Two Wichita Falls Men Plead Guilty to Driving to DFW to Buy Meds With Which to Make Meth
A release from the U.S. Attorney's Office just arrived with the following subject header: "Two Plead Guilty in Pill 'Smurfing' Case." Oh, right. That kind of smurfing. To the feds' more formal definition: "the unlawful practice of making numerous purchases of over-the-counter medication containing pseudoephedrine so that it can be used to manufacture methamphetamine."
This morning in U.S. Magistrate Judge Paul D. Stickney's courtroom, two men from Wichita Falls -- 37-year-old Joseph Enox and 29-year-old Dusty Gee -- pleaded guilty to doing that very thing according to the news release that landed in the Unfair Park in-box.
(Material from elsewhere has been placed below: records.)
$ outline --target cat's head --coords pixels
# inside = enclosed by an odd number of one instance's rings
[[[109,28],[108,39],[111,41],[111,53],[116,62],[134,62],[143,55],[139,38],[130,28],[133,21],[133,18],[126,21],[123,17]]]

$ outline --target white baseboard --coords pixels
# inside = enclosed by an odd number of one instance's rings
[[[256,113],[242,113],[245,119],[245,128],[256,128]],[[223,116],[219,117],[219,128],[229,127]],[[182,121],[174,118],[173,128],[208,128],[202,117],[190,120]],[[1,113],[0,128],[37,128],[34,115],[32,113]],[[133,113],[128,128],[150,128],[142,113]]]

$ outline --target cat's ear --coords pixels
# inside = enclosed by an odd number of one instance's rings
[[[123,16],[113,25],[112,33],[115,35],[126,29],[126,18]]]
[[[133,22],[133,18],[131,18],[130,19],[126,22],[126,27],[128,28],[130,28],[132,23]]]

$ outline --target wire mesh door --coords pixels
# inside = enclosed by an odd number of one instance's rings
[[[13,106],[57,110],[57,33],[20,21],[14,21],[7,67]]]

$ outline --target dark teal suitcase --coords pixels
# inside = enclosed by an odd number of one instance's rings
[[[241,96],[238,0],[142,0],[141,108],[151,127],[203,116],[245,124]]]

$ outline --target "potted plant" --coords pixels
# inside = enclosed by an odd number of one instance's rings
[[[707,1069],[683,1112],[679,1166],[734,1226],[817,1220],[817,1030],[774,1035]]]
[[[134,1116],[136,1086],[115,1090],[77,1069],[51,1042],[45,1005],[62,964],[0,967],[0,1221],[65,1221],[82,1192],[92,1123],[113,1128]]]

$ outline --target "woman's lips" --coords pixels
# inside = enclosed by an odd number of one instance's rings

Could get 'em 20 years in the pen and cost them $250,000 each.
The whole missive follows, but long story short: An investigation dating back to last year revealed that Gee was among several individuals driving down from Wichita Falls to buy up pseudoephedrine, which Enox and another person used to mix up meth up in the Falls. The twosome will remain in federal custody till they're sentenced in October by U.S. District Judge Barbara M. G. Lynn, who's known for handing down the extremely long sentence. Ask Don Hill.
TWO PLEAD GUILTY IN PILL "SMURFING" CASE
DALLAS -- Two people from Wichita Falls, Texas, Joseph Enox, age 37, and Dusty Gee, age 29, pleaded guilty today before U.S. Magistrate Judge Paul D. Stickney, to their role in a over-the-counter "pill smurfing" conspiracy, announced U.S. Attorney James T. Jacks of the Northern District of Texas. "Smurfing" is the term used to describe the unlawful practice of making numerous purchases of over-the-counter medication containing pseudoephedrine so that it can be used to manufacture methamphetamine.
Specifically, Enox and Gee each pleaded guilty to one count of conspiracy to possess and distribute a "list I chemical" (pseudoephedrine) knowing and having reasonable cause to believe this chemical would be used to manufacture methamphetamine, a controlled substance. Each faces a maximum statutory sentence of 20 years in prison and a $250,000 fine. They are scheduled to be sentenced on October 22, 2010, by U.S. District Judge Barbara M. G. Lynn. Both are presently in federal custody.
According to documents filed in the case, in 2009, state and federal law enforcement officers began investigating the smurfing of over-the-counter cold and allergy medication containing pseudoephedrine in the Dallas - Fort Worth area. The investigation revealed that several individuals, including Gee, were acquiring the pseudoephedrine in the Dallas area through multiple purchases of over-the-counter medication, which was subsequently given to Enox and another individual, who used it to manufacture the methamphetamine in Wichita Falls, Texas.
Between 2007 and 2009, Enox was arrested several times with methamphetamine and chemicals and equipment used to manufacture the drug as well as "lab trash," which is the remnants of chemicals and supplies used to manufacture methamphetamine. In fact, on May 27, 2009, he was arrested with a large quantity of methamphetamine in the liquid and a quantity in the powder form, as well as with lab supplies and equipment used to manufacture the drug.
Pseudoephedrine purchase records indicate that from February 2008 to May 2009, Gee had purchased at least 101 boxes of pseudoephedrine pills which were sold to Enox to manufacture methamphetamine. Pseudoephedrine is an essential chemical to making methamphetamine. Enox would generally pay $50 per box to acquire the pills.
The case is being investigated by the Bureau of Alcohol, Tobacco, Firearms and Explosives (ATF), the Texas Department of Public Safety, and the Wichita County District Attorney's Office. Assistant U.S. Attorney Gary Tromblay is in charge of the prosecution.